I have added keyboard and attempted GetKeyState but with only one call.  Didn't evidence any fetch keyboard activity that I could trap.  Obviously could be pilot error but I was wondering if the GKS interrupt would be masked by the form that calls the object in which this looping behavior is hosted.

Haven't tried GetAsyncKeyState.  Does that allow my loop processing to continue and then break to an interrupt vector if the user actually presses something?


jamie

  • Hero Member
  • *****
  • Posts: 6090
Re: Trap control characters without UI
« Reply #8 on: March 20, 2019, 10:21:20 pm »
I forgot you were in CONSOLE mode or no visual mode at all...

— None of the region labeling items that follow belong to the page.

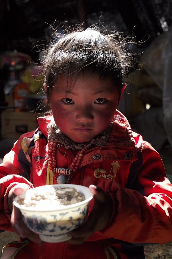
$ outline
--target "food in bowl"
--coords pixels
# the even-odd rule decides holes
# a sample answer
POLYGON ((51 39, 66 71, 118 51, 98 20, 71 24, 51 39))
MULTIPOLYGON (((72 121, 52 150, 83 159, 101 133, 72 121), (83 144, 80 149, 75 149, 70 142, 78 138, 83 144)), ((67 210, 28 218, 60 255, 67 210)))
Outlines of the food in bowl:
POLYGON ((82 201, 85 199, 83 194, 74 188, 52 186, 47 192, 43 189, 36 191, 25 198, 19 197, 18 204, 26 207, 41 208, 43 206, 66 206, 82 201))
MULTIPOLYGON (((64 189, 61 189, 64 192, 64 189)), ((38 234, 43 241, 54 243, 63 242, 71 238, 68 236, 68 233, 84 222, 87 215, 89 203, 92 198, 93 194, 87 187, 76 184, 53 184, 28 190, 16 197, 13 202, 20 210, 25 224, 31 230, 38 234), (22 204, 23 201, 30 199, 35 193, 38 194, 38 197, 41 194, 47 194, 51 193, 52 190, 54 192, 54 189, 55 189, 57 187, 66 188, 66 190, 71 190, 70 194, 73 193, 73 188, 74 188, 75 194, 76 192, 81 194, 85 199, 67 205, 56 204, 55 205, 54 202, 50 202, 48 199, 46 201, 46 199, 41 199, 39 202, 38 201, 39 206, 27 207, 22 204), (43 204, 43 202, 45 203, 43 204)), ((38 198, 39 199, 40 197, 38 198)))

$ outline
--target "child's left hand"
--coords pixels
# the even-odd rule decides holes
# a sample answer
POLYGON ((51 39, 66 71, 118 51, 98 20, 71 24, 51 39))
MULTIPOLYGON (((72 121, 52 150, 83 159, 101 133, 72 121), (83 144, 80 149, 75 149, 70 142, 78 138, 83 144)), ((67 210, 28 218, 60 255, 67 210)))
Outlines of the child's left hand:
POLYGON ((103 229, 110 219, 113 205, 110 196, 99 186, 91 184, 89 188, 94 195, 94 206, 85 222, 68 233, 69 236, 72 236, 66 241, 68 244, 82 244, 93 233, 103 229))

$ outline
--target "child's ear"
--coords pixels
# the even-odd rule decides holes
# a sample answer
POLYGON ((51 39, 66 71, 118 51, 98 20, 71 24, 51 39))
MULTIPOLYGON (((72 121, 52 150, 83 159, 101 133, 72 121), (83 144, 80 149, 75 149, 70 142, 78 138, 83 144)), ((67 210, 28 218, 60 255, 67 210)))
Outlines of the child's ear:
POLYGON ((43 88, 46 91, 47 91, 47 85, 45 84, 45 83, 44 83, 43 84, 43 88))
POLYGON ((122 97, 122 93, 123 93, 123 91, 127 86, 127 85, 125 84, 125 83, 123 83, 122 85, 122 87, 121 88, 121 95, 120 96, 119 96, 119 99, 118 99, 118 105, 117 106, 117 107, 119 105, 119 101, 120 101, 120 100, 121 100, 121 98, 122 97))
POLYGON ((127 86, 127 85, 126 85, 125 83, 123 83, 123 85, 122 85, 122 88, 121 89, 121 96, 120 96, 120 99, 119 100, 120 100, 121 98, 122 97, 122 93, 123 93, 124 90, 124 89, 125 89, 125 87, 126 87, 126 86, 127 86))

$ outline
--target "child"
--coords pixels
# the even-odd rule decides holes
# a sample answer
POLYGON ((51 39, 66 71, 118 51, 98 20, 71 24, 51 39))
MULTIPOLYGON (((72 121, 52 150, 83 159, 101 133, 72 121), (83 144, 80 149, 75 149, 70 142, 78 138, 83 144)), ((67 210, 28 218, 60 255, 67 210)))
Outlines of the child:
POLYGON ((59 37, 43 65, 52 113, 0 166, 0 228, 21 237, 11 245, 16 259, 144 258, 146 243, 172 239, 172 188, 158 153, 116 110, 128 65, 124 42, 91 28, 59 37), (94 203, 70 239, 43 243, 12 201, 57 183, 89 186, 94 203))

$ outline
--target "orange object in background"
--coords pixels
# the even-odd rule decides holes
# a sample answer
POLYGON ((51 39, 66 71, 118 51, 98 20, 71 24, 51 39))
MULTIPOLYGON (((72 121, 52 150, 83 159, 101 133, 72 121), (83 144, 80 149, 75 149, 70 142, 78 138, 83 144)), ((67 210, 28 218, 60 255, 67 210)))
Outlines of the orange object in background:
POLYGON ((14 105, 15 111, 18 111, 23 105, 24 100, 28 91, 29 85, 26 83, 20 82, 14 89, 14 105))

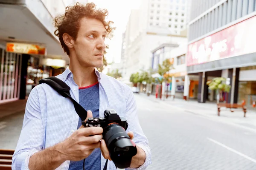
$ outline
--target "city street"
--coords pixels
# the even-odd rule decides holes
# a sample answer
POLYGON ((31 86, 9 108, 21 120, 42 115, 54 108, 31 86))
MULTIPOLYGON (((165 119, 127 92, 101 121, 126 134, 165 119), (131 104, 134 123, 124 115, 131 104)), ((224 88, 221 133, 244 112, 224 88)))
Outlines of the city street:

the GetKeyState reads from the Message que...

Use the GetAsyncKeyState instead.

you need to do some testing to indicate what is happening however.

 If the return value < 0 then key is currently being held down.
 
 if the return value AND with 1 is not 0 then the key was pressed before you made this call.

 If another Thread is calling this function, it will return 0.
The only true wisdom is knowing you know nothing

440bx

  • Hero Member
  • *****
  • Posts: 3944
Re: Trap control characters without UI
« Reply #9 on: March 20, 2019, 10:51:10 pm »
This is a windows app. (Good point.)
One solution that comes to mind would go like this:

1. before you enter the loop that reads the port, create/open a named file mapping.
2. set the first byte in the file mapping to a value that indicates "continue" looping.
3. poll that value in the loop, if it isn't the "continue" value then break out of the loop.

the second step is to create a simple - and completely independent - console application that opens the named file mapping (of course, the name has to match) and overwrites the "continue" value found in the mapping.

It only takes a few lines of code to implement that. 

HTH.
(FPC v3.0.4 and Lazarus 1.8.2) or (FPC v3.2.2 and Lazarus v3.2) on Windows 7 SP1 64bit.